$242,000 USD | Sold
| Hershey, Pennsylvania
- Unique and early piece of American automotive history
- Built for the test of a patented aluminum tire
- Formerly of the famed Barney Pollard collection
- Extensive documentation and correspondence
The name Eagle has appeared on many automobiles. American Motors’ all-wheel-drive model of that name was followed by a whole product line of AMC-Renault cars. Willys Motors, too, had an Aero Eagle model in the 1950s. The car offered here is related to none of these, but is instead a unique and one-off automobile, built by Martin Burzynski in Detroit, Michigan, in 1911.
Burzynski had patented the design for a novel tire that used aluminum sidewalls and spring-loaded canvas-and-rubber treads, backed by inflated inner tubes. In order to test his tires, Burzynski designed and built an entire car. He operated the Eagle Motor Car Company in Detroit and gave his vehicle the company name. He built his assembled car from readily available components: a Wisconsin 60-hp six-cylinder engine; Timken axles, bearings, and hubs; and universal joints from Blood Brothers Machine Company in Kalamazoo. The patented wheels were built for Burzynski by Turnbull Wagon Company in Defiance, Ohio. The result was a handsome seven-passenger touring car on a 132-in. wheelbase. Furthermore, there were few automobiles at the time that offered more than 60 hp, significant power in 1911.

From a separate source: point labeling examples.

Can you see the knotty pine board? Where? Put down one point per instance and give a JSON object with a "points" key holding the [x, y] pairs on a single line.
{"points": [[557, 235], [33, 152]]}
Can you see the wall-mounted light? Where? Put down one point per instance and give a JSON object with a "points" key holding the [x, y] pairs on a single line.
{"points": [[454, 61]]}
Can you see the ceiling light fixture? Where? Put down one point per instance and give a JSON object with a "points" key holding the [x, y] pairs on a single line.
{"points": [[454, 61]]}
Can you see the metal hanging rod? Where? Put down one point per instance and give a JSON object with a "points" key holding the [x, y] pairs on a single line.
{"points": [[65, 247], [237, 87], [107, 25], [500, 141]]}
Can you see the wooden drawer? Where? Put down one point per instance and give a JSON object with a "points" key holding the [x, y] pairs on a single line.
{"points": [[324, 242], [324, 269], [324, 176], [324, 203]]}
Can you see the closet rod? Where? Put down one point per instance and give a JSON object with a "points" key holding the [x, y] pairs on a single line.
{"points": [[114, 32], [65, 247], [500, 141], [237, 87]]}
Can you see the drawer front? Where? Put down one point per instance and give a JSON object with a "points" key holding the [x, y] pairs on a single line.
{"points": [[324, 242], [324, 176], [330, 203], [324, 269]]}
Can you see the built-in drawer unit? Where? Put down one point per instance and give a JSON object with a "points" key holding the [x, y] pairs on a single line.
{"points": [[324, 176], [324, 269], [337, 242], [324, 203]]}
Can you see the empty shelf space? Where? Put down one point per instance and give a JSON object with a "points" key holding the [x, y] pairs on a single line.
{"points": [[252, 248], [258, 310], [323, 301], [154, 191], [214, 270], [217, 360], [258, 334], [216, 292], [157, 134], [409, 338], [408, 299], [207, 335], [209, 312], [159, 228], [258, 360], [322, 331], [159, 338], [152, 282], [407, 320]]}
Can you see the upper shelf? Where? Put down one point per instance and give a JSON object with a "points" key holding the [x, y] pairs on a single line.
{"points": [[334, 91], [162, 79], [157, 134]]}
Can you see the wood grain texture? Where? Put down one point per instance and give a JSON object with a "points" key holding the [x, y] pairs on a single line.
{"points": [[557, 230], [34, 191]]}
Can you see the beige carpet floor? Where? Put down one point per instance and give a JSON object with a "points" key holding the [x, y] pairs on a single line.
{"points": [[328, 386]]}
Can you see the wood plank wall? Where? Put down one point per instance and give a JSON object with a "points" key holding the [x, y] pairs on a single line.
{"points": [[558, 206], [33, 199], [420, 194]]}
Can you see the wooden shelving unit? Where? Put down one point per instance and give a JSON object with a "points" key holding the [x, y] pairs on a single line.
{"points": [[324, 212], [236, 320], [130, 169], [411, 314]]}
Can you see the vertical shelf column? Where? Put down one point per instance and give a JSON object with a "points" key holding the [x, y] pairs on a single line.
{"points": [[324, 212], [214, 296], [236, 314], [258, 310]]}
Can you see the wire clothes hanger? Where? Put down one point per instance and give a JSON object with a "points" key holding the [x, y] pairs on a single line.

Alas, the wheels proved to be a disappointment, as they bottomed out on deep ruts and gave a jarring ride, overshadowing the promised freedom from blowouts. After driving the car for a scant 224 miles, Burzynski laid it up and went on to other ventures. It remained with him, though, until his passing in 1946. The following year his widow sold it to famed Detroit collector Barney Pollard. The car was subsequently restored by Clyde Wade, known for his work for the famed Harrah’s Automobile Collection.
The Eagle continues to run and drive well and comes with a large history file, including correspondence and invoices for components used in its construction, Burzynski’s patent petition for his Pneumatic Mechanical Vehicle tires, and the 1947 Bill of Sale to Pollard. Also included are three of the original prototype aluminum tires.
The auto industry is quick to tout success, but usually prefers to forget failure. Thankfully, those who respect history sometimes preserve those cars whose time had just not come. Henry Ford saved one example of Charles Kettering’s copper-cooled Chevrolet; Barney Pollard saw the value in saving Martin Burzynski’s American Eagle.